Photorealistic-Style-Transfer

This repository contains a summary of the research paper Photorealistic Style Transfer via Wavelet Transforms by Jaejun Yoo, Youngjung Uh, Sanghyuk Chun, Byeongkyu Kang and Jung-Woo Ha. Additionally it contains a PyTorch implementaion of the model. This was obtained from the official repository by the authors here. This repository serves as an exploration of the paper by me and is not an official implementation of the paper. All pretrained models and weights are obtained from the official repository.

Introduction

This research paper focuses on style transfer between two images. Existing methods of style transfer are limited by spatial distortions or unrealistic artifacts. Here, a network architecture that enhances photorealism is introduced. Wavelet corrected transfer is proposed based on whitening and colouring transforms. Additionally, video stylization is also possible.

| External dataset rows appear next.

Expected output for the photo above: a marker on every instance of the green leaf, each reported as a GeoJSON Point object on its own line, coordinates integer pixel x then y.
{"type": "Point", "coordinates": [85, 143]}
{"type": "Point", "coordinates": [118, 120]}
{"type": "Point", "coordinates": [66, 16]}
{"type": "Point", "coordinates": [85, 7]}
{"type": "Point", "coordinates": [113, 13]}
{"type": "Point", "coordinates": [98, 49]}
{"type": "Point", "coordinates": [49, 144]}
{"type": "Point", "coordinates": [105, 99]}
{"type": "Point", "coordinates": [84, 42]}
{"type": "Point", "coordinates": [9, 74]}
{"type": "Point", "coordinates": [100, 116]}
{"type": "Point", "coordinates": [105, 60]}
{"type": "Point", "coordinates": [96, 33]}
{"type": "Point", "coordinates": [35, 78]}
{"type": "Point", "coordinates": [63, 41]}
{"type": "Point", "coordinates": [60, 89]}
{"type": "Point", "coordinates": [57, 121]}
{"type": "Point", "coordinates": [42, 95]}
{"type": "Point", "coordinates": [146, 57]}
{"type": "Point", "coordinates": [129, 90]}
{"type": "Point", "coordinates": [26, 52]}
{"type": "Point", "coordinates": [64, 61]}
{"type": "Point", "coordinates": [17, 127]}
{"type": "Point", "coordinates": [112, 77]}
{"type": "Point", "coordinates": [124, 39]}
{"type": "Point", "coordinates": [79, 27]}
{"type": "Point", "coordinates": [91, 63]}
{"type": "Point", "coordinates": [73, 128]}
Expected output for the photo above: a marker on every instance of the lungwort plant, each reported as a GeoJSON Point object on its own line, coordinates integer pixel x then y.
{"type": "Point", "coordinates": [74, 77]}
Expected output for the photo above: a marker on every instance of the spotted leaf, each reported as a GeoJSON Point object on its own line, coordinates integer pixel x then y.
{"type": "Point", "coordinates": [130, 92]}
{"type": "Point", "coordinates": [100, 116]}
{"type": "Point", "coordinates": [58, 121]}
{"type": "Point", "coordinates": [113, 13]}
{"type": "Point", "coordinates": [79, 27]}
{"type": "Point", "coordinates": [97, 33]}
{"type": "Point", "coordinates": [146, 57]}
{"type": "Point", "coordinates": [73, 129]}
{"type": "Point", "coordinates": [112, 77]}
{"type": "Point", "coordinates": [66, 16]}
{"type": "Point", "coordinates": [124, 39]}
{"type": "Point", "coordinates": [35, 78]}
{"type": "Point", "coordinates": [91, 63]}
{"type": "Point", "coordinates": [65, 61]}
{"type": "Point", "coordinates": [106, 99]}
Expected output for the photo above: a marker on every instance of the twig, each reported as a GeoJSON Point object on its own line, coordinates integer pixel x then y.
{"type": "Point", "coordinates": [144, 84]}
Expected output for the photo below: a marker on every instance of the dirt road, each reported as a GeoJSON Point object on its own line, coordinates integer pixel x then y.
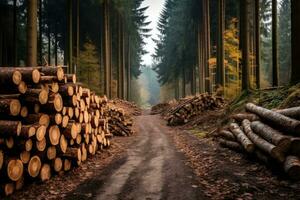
{"type": "Point", "coordinates": [151, 168]}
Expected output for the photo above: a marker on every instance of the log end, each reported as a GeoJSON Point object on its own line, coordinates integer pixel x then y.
{"type": "Point", "coordinates": [15, 169]}
{"type": "Point", "coordinates": [34, 166]}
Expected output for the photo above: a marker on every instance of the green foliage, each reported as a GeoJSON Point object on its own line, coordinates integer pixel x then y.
{"type": "Point", "coordinates": [89, 72]}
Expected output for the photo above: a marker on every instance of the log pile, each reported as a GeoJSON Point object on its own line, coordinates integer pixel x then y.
{"type": "Point", "coordinates": [131, 108]}
{"type": "Point", "coordinates": [273, 136]}
{"type": "Point", "coordinates": [48, 124]}
{"type": "Point", "coordinates": [192, 106]}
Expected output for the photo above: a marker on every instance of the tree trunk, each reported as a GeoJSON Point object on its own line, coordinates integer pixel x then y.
{"type": "Point", "coordinates": [32, 33]}
{"type": "Point", "coordinates": [295, 36]}
{"type": "Point", "coordinates": [245, 44]}
{"type": "Point", "coordinates": [275, 44]}
{"type": "Point", "coordinates": [278, 119]}
{"type": "Point", "coordinates": [70, 36]}
{"type": "Point", "coordinates": [271, 135]}
{"type": "Point", "coordinates": [220, 81]}
{"type": "Point", "coordinates": [242, 138]}
{"type": "Point", "coordinates": [262, 144]}
{"type": "Point", "coordinates": [257, 43]}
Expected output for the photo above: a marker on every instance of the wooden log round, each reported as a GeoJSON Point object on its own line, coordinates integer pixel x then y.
{"type": "Point", "coordinates": [57, 164]}
{"type": "Point", "coordinates": [27, 131]}
{"type": "Point", "coordinates": [10, 107]}
{"type": "Point", "coordinates": [10, 128]}
{"type": "Point", "coordinates": [63, 144]}
{"type": "Point", "coordinates": [271, 135]}
{"type": "Point", "coordinates": [54, 135]}
{"type": "Point", "coordinates": [15, 169]}
{"type": "Point", "coordinates": [292, 167]}
{"type": "Point", "coordinates": [51, 152]}
{"type": "Point", "coordinates": [41, 132]}
{"type": "Point", "coordinates": [34, 166]}
{"type": "Point", "coordinates": [10, 76]}
{"type": "Point", "coordinates": [41, 145]}
{"type": "Point", "coordinates": [25, 156]}
{"type": "Point", "coordinates": [45, 173]}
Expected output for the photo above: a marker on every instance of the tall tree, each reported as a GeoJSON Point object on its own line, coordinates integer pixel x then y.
{"type": "Point", "coordinates": [295, 31]}
{"type": "Point", "coordinates": [32, 33]}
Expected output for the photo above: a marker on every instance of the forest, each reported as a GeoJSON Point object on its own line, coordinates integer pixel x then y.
{"type": "Point", "coordinates": [149, 99]}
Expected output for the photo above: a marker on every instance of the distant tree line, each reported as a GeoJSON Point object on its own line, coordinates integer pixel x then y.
{"type": "Point", "coordinates": [226, 46]}
{"type": "Point", "coordinates": [99, 40]}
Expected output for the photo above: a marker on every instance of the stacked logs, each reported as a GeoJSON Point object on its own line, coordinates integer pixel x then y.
{"type": "Point", "coordinates": [270, 135]}
{"type": "Point", "coordinates": [119, 123]}
{"type": "Point", "coordinates": [192, 106]}
{"type": "Point", "coordinates": [48, 123]}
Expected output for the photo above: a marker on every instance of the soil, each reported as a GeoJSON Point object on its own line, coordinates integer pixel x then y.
{"type": "Point", "coordinates": [161, 162]}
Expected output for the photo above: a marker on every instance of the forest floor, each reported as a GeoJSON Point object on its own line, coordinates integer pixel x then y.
{"type": "Point", "coordinates": [148, 165]}
{"type": "Point", "coordinates": [161, 162]}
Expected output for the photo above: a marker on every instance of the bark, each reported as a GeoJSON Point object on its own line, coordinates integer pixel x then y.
{"type": "Point", "coordinates": [278, 119]}
{"type": "Point", "coordinates": [262, 144]}
{"type": "Point", "coordinates": [271, 135]}
{"type": "Point", "coordinates": [292, 167]}
{"type": "Point", "coordinates": [295, 36]}
{"type": "Point", "coordinates": [34, 166]}
{"type": "Point", "coordinates": [242, 138]}
{"type": "Point", "coordinates": [231, 145]}
{"type": "Point", "coordinates": [275, 44]}
{"type": "Point", "coordinates": [32, 33]}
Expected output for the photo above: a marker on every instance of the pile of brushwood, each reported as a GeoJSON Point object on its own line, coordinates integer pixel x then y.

A photorealistic style transfer needs to:

Apply the reference style
Should not hurt the details of an image

The paper proposes a wavelet corrected transfer based on whitening and coloring transforms $(WCT^2)$ that substitutes the pooling and unpooling operations in the VGG encoder and decoder with wavelet pooling and unpooling

Previous Works

Whitening and Colouring Transform

Whitening and Colouring Transform comprises of 2 components. The whitening transform is used to remove corelation between features.

$$ X_{white} = E \Lambda^{-\frac{1}{2}} E^T X $$

where $X$ is the input feature map, $E$ is the eigenvector matrix and $\Lambda$ is the eigenvalue matrix.

The colouring transform is used to re-introduce the correlation between features.

$$ X_{colored} = E_s \Lambda_s^{\frac{1}{2}} E_s^T E_c \Lambda_c^{-\frac{1}{2}} E_c^T X $$

where $E_s$ and $E_c$ are the eigenvector matrices and $\Lambda_s$ and $\Lambda_c$ are the eigenvalue matrices of the style and content images respectively.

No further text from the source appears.